Automobile airbags are inflated with \[{{\text{N}}_{\text{2}}}\] gas which is formed by the decomposition of solid sodium azide \[\left( {{\text{Na}}{{\text{N}}_{\text{3}}}} \right)\] . The other product is \[{\text{Na}}\] - metal. Calculate the volume of \[{{\text{N}}_{\text{2}}}\] gas at \[{27^o}{\text{C}}\]and \[{\text{1 atm}}\] formed by the decomposing of \[{\text{130 gm}}\] of sodium azide.

Answer 1

Hint:In this problem, you will need the ideal gas equation \[V = \dfrac{{n \times R \times T}}{P}\] to calculate the volume of nitrogen gas. For this, you can calculate the number of moles of nitrogen gas by using the reaction stoichiometry.

Complete answer:
The decomposition of sodium azide gives sodium metal and nitrogen gas. Write a balanced chemical equation for the above reaction as shown below:
\[{\text{Na}}{{\text{N}}_3}{\text{ }} \to {\text{ Na + }}\dfrac{3}{2}{\text{ }}{{\text{N}}_2}\]
The mass of sodium azide is one hundred and thirty grams and the molecular weight of sodium azide is sixty five grams per mole. Divide the mass of sodium azide with its molecular weight to obtain the number of moles of sodium azide.
\[\Rightarrow\text{Number of moles of sodium azide} \dfrac{{130}}{{65}} = 2\]
Hence, one hundred and thirty grams of sodium azide corresponds to two moles.
According to the above balanced chemical equation, when you decompose one mole of sodium azide, you will get \[\dfrac{3}{2}\] moles of nitrogen gas.
Thus, when you decompose two moles of sodium azide, you will get \[\dfrac{3}{2} \times 2 = 3\] moles of nitrogen gas.

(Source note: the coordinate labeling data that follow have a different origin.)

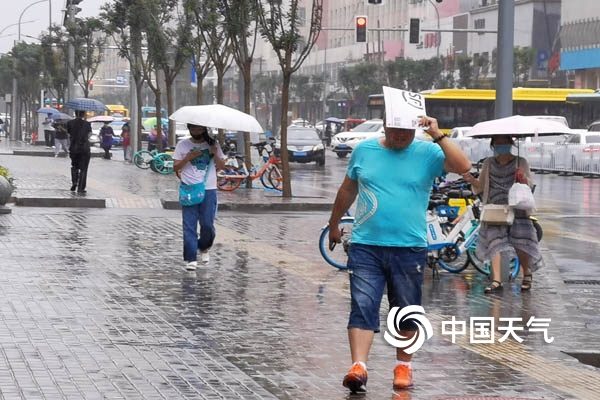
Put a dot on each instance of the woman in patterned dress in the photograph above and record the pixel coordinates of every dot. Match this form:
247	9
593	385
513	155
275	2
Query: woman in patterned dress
497	176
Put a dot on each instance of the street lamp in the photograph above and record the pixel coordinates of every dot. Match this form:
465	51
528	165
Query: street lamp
15	106
437	34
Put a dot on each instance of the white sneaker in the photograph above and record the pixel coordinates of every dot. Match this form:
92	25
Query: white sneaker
205	258
191	266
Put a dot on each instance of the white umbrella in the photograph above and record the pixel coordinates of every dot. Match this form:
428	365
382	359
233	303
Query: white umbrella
102	118
518	126
217	116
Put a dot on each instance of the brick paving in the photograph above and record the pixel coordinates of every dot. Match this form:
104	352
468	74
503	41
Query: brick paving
97	305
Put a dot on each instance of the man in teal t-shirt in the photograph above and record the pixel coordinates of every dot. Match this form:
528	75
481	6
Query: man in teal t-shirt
392	177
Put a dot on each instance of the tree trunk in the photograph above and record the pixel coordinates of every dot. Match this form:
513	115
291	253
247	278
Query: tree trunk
220	73
170	110
247	86
285	165
199	88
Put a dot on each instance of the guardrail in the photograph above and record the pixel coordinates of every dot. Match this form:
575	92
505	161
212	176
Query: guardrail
567	159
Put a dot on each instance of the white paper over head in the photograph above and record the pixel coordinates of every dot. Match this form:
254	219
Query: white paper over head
403	109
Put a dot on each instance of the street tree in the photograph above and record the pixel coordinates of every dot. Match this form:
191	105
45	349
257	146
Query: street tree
27	64
265	91
123	22
55	62
167	38
88	39
209	18
240	22
283	25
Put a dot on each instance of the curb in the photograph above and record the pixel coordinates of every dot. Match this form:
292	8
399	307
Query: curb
80	202
258	207
94	154
83	202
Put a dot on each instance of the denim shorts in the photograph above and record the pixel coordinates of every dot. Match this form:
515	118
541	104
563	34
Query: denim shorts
371	268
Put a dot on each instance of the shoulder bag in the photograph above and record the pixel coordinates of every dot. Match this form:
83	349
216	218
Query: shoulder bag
191	195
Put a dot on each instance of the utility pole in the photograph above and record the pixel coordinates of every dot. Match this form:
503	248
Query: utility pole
506	25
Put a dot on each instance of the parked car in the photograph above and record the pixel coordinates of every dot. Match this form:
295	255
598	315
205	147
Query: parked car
594	126
459	132
181	132
557	118
579	153
539	150
343	143
304	145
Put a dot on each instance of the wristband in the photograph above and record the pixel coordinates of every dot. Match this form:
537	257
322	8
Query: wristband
439	139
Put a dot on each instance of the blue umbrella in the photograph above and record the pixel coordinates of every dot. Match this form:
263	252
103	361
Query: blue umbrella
61	117
48	110
85	104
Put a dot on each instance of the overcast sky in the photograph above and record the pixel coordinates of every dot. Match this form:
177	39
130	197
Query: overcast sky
39	14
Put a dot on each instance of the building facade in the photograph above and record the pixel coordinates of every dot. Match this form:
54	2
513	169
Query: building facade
579	51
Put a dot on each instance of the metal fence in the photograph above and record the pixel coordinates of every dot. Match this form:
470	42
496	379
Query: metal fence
577	159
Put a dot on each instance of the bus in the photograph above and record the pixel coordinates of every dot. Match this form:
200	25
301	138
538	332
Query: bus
117	109
148	112
466	107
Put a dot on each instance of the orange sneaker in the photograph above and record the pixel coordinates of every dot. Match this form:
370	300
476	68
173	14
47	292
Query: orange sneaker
402	377
356	378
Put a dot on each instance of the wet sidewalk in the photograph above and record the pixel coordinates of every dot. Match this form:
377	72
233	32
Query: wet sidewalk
97	304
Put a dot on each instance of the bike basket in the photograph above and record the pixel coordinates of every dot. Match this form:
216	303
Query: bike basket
448	211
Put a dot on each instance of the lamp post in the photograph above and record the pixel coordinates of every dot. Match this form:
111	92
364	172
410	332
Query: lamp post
15	119
437	34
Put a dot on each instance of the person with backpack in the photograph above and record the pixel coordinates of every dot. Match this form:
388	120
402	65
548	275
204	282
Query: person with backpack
126	136
106	139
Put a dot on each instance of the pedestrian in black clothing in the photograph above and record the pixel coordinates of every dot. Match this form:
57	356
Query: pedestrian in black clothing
79	131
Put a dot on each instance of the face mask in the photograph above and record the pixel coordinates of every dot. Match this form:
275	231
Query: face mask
501	149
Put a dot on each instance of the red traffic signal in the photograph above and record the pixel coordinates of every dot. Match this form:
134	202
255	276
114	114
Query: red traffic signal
361	29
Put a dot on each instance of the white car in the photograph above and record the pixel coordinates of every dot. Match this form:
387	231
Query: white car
459	132
343	143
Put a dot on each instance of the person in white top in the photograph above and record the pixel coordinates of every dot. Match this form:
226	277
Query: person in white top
195	157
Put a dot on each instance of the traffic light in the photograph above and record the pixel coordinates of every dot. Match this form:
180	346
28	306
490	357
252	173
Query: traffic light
361	29
413	35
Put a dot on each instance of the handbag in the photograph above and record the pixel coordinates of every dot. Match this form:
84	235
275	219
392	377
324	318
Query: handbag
193	194
520	197
497	214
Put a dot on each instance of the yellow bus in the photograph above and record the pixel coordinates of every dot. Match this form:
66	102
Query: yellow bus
466	107
117	109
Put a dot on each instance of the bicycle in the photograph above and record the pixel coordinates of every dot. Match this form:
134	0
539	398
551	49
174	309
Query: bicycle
235	171
157	162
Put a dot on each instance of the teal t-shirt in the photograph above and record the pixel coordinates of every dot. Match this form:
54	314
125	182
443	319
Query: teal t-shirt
393	192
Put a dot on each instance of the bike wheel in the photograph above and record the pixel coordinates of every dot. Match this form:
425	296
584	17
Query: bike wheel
225	181
276	178
451	261
143	159
163	163
264	179
338	257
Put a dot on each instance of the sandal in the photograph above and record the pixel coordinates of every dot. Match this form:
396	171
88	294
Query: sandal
494	286
526	284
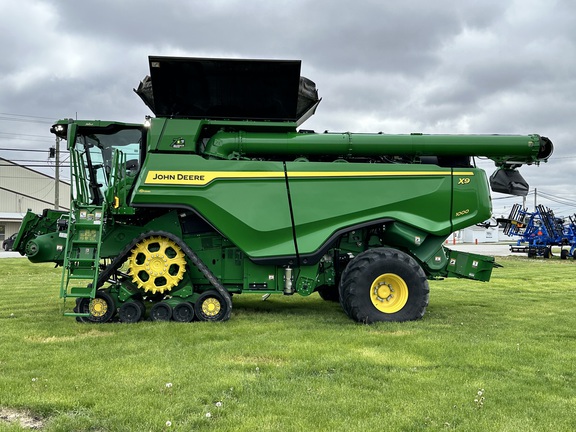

Write the ideal gas equation
\[PV = nRT\]
Here, O is the pressure, V is the volume, n is the number of moles, R is the ideal gas constant and T is absolute temperature.
Rearrange the ideal gas equation to obtain an expression in terms of V
\[V = \dfrac{{n \times R \times T}}{P}\]

Substitute 3 for n, 0.082 for R, 300 for T and 1 for P in the above expression
\[
  V = \dfrac{{n \times R \times T}}{P} \\
\Rightarrow V = \dfrac{{3{\text{ mol}} \times 0.082{\text{ L}}{\text{.atm/mol}}{\text{.K }} \times {\text{ 300 K}}}}{{1{\text{ atm}}}} \\
\Rightarrow V = 73.89{\text{ L}}
 \]
Hence, the volume of \[{{\text{N}}_{\text{2}}}\] gas at \[{27^o}{\text{C}}\]and \[{\text{1 atm}}\] formed by the decomposing of \[{\text{130 gm}}\] of sodium azide is \[73.89{\text{ L}}\] .

Note:
At STP, one mole of any gas occupies a volume of \[22.4{\text{ L}}\] . Here, STP refers to standard temperature of \[273{\text{ K}}\] and standard pressure of \[1{\text{ atm}}\] .